刘蓉治学以程朱为归,力排汉学之穿凿,亦不取陆王之禅悟。其理学又与经世相结合,形成了他在政治、军事、文学等方面的种种主张。刘蓉本一介书生,遭逢世变,激于义理,驰驱戎马之场,重膺封疆之寄,操戈戡乱,阐理学于刀光剑影之中。而身殁之后,不及百年,名暗不彰,“盖其少时暗然自修,声气不广。及其出而应世,活动于岷江、秦岭之间,其地偏远,不能为中原士大夫所知。虽其治戎涖政,皆有所长,而后人知之者鲜”。总观刘蓉一生,经历颇丰,学术、政治、军事、文学,无一不与,其业绩成就虽不显著,但思想、见识却有不少高人之处,它留下的这笔宝贵的文化遗产,值得我们后人深入思考、研究。

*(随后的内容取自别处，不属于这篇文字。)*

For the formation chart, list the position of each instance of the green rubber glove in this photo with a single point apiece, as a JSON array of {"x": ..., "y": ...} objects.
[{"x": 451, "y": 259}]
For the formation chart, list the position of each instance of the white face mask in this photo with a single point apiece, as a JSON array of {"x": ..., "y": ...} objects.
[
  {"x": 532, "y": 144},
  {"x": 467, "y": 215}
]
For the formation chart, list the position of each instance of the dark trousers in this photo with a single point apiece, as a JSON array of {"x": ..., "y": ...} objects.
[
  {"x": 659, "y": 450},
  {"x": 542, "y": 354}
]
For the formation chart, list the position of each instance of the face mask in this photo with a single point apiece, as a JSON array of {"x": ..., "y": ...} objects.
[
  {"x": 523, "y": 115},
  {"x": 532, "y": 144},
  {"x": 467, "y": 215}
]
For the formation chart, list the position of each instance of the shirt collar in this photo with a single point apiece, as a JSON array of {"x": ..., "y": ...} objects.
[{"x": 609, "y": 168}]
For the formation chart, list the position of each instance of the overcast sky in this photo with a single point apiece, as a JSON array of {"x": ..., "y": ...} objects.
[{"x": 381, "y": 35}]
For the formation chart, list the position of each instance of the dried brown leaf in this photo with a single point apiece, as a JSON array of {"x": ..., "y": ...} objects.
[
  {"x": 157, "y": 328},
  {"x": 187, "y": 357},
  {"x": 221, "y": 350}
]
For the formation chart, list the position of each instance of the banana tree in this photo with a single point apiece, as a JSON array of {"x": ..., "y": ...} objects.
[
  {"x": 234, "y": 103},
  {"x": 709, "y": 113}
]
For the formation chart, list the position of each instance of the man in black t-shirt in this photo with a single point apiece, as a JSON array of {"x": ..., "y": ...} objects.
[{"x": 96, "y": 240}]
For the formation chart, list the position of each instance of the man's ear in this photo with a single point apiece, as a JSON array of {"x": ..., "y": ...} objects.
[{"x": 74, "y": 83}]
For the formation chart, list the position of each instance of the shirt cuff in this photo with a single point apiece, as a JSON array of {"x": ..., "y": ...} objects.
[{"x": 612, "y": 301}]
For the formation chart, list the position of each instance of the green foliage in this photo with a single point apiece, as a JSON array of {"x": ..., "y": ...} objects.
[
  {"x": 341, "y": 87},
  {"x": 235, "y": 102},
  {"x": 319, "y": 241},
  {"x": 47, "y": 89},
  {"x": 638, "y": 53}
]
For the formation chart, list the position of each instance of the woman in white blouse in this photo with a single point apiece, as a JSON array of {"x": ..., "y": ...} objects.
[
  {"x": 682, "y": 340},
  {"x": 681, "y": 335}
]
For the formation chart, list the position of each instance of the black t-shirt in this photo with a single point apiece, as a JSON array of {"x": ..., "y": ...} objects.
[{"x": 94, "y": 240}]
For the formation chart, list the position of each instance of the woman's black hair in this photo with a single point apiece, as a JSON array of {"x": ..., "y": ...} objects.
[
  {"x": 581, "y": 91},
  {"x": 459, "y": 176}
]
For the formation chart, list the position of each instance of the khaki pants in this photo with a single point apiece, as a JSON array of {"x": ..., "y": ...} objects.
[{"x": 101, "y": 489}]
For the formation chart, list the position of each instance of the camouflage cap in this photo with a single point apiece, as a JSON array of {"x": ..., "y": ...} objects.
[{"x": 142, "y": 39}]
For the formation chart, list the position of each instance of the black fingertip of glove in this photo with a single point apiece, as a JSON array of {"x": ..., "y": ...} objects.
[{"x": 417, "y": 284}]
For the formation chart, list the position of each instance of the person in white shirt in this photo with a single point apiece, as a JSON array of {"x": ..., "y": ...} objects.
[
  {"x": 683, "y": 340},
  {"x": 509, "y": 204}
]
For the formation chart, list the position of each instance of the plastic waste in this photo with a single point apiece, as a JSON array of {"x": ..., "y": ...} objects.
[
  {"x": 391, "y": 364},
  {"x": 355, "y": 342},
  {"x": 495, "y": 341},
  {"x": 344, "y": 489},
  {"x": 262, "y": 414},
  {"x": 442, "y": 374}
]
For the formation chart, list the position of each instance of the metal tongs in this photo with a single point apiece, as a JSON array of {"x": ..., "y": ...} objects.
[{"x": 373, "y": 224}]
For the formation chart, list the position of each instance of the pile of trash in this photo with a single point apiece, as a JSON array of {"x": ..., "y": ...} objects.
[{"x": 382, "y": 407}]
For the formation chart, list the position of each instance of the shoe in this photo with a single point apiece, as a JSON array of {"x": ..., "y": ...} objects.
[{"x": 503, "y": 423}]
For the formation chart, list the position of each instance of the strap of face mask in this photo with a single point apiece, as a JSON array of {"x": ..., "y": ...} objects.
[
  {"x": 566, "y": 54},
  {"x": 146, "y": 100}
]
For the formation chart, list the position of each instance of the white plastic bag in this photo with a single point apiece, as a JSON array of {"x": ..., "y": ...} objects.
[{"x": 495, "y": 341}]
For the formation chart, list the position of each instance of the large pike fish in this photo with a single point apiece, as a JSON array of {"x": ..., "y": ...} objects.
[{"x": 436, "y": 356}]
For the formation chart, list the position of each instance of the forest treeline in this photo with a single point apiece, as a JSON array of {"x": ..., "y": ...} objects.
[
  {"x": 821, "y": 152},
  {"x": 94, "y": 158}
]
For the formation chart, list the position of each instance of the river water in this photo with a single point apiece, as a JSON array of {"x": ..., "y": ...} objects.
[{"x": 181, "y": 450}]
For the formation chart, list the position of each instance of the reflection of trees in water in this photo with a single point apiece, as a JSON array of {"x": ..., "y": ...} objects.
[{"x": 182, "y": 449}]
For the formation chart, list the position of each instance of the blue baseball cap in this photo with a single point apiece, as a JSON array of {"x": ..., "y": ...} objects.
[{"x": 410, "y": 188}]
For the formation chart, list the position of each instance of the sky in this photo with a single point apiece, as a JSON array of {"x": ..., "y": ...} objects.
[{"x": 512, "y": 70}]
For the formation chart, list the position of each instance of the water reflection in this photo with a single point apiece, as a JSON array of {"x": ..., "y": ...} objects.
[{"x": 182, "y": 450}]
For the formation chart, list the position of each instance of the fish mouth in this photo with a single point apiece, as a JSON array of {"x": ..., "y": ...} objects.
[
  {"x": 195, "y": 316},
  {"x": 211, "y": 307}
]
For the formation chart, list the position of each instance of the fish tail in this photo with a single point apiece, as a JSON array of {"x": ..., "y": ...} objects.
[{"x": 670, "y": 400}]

近代以降,直至当代,学界对刘蓉一直比较淡漠,若在对比的意义上,则甚至可以说是冷落了。其证据是,据笔者涉猎所及,百余年来研究刘蓉的论著可谓是寥若晨星。《清儒学案》和《近百年湖南学风•湘学略》两书中对刘蓉的学术思想有一个简要的概述。台湾学者陆宝千先生所著的《刘蓉年谱》,于1979年以台湾中央研究院近代史研究所专刊(40)形式出版,该著以《养晦堂文•诗集》和《刘中丞奏议》中的史料为主,参照有关文献,对刘蓉一生各年代主要活动及有关大事作了较为详细的考证和叙述。另有陆宝千先生的《刘蓉论:清代理学家经世之实例》(载于《台湾中央研究院近代史研究所集刊》第三期下册(1972年12月),第397—420页)、李宇平的《刘蓉在陕西巡抚任内的表现——清季督抚专政的个案研究》(载于《教学与研究》第4期(1982年6月),第131—164页)以及王澧华的《曾国藩与刘蓉、郭嵩焘交谊考》(载于《湘学》(第一辑),湖南人民出版社,1999年版,第103—119页)。总体上说,刘蓉的研究状况是比较萧条的。目前学术界对刘蓉思想的专题研究基本还是空白。本文以《养晦堂文•诗集》、《刘中丞(霞仙)奏疏》及《刘蓉年谱》为基本史料,在已有研究的基础之上,就刘蓉的家世与生平、理学思想、政治思想、军事思想、文学思想及其思想的特点和影响作一些初步探讨,不到不周之处,敬请方家批评指正。
一 家世与生平
刘蓉,字孟容,号霞仙,嘉庆二十一年(1816年)出生于湖南湘乡乐善里。其家以“耕读”为业,上推五代皆无功名,是默默无闻的寒族,用他自己的话说就是“伏处林泉,矻矻自守”。其曾祖父刘恂南为“乡饮宾”,“好施与”,“捐赀不惜”;其祖父刘有玮为“乡约正”和族长,全族数万人,“奉命惟谨”,在本乡中颇有威望,“屈服其乡人,吉凶之礼,饮食之讼,靡纤靡钷,咨而后行”。其父刘振东,虽然一生未取得过显赫的功名,但也是一位“恢奇有才识”的饱学之士,蛰居乡间却有胸怀天下之志,咸丰初年曾领乡团镇压群众起义,对世事人情也有着敏锐的洞察力。道光二十五年(1845年)前后,刘振东就独具见识地对当时与刘蓉一起问学的曾国荃说:“天下之乱已兆,无有能堪此者。其吾涤生乎?君与湘阴郭君及吾家阿蓉,皆中兴之资也。”而此时天下无大事,西方列强虽已入侵中国,引起了清朝统治秩序的一些变化,但国内矛盾尚未发展到总爆发的地步,而曾国藩此时正在翰林院做官,他的这番话当时大家都觉得很怪愕,但这些预言后来均被历史发展的事实所印证。其后刘振东又以大义督促刘蓉辅佐曾国藩,他身上这种以天下为念的精神,在一定程度上潜移默化地影响着刘蓉。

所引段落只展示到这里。